Six: Do the supplements that promise to speed up your metabolism deliver?

The boosters du jour—caffeine drinks and green tea—will increase RMR by tiny amounts, Smith says, but even the controversial herb ephedra, which has caused dangerous side effects, including death, will give only a five to eight percent spike, maybe allowing you an extra third of a candy bar.

Seven: Does metabolism slow as you age?

Yes, says Jeanine Albu, MD, chief of the Metabolism and Diabetes Clinic at St. Luke's-Roosevelt Hospital Center. "For women, there's a big drop with menopause." Miriam Nelson, Ph.D., Director of the Physical Center for Activity and Nutrition, estimates that between ages 40 and 80, an average person's RMR slows down by 25 to 30 percent.

Eight: Does yo-yo dieting permanently lower metabolism?

No, says Rudolph Leibel, M.D., Chief of the Division of Molecular Genetics, Department of Pediatrics, at Columbia University College of Physicians and Surgeons. "You can succeed and fail as many times as you like without permanently affecting your metabolism."

Nine: How does dieting in general affect it?

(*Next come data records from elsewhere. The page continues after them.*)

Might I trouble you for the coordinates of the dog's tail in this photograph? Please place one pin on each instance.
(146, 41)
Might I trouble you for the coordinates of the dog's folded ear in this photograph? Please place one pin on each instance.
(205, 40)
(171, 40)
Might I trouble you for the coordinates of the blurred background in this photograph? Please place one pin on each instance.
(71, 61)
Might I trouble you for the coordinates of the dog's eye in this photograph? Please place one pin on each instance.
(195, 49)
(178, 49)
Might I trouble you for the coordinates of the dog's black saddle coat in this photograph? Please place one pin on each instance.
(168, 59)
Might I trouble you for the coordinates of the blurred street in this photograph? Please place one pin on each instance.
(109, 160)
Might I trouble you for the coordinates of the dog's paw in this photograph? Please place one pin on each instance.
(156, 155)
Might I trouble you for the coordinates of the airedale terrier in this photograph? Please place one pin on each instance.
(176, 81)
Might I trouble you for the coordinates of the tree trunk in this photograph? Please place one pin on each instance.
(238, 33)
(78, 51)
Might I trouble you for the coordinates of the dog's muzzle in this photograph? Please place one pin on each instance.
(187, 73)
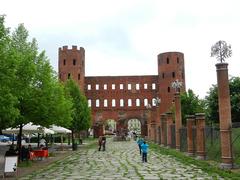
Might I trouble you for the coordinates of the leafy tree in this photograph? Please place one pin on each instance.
(191, 104)
(48, 104)
(80, 111)
(8, 100)
(212, 100)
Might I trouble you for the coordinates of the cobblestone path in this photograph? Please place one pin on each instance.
(121, 160)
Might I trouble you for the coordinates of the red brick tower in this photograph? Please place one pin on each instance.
(71, 63)
(170, 68)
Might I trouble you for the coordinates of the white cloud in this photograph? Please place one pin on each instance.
(126, 36)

Well...nature takes a cruel turn here. Programmed to withstand starvation, our systems slow to conserve energy when we're not getting enough fuel. "As soon as you restrict your calories, your RMR goes down," says Nelson. Then, to add insult to evolutionary injury, as your body gets lighter, it requires less energy to move and maintain itself.

But don't give up: Instead, get up and go. Increasing your activity level seems to decrease appetite, says Nelson. And even modest resistance training can keep your RMR from dropping as you lose weight by building, and helping you hold on to, your lean tissue mass. You don't have to heft huge hunks of iron; reasonably strenuous training with machines or bands, or activities like Pilates, should work just fine.

Ten: Does metabolism really matter?

As far as weight loss goes, "the role of metabolism, RMR in particular, has been overrated," Smith says. Richard Weil, Exercise Physiologist at St. Lukes Roosevelt Hospital Center in New York, agrees: "People are just not expending enough energy. If you drive through McDonald's and eat your French fries in the automatic car wash while you call a guy on your cell phone to mow the lawn for you, you are never, ever going to lose weight." Rather than getting hung up on the rate of your metabolism, concentrate on making it work for a living. Ladies, start your engines!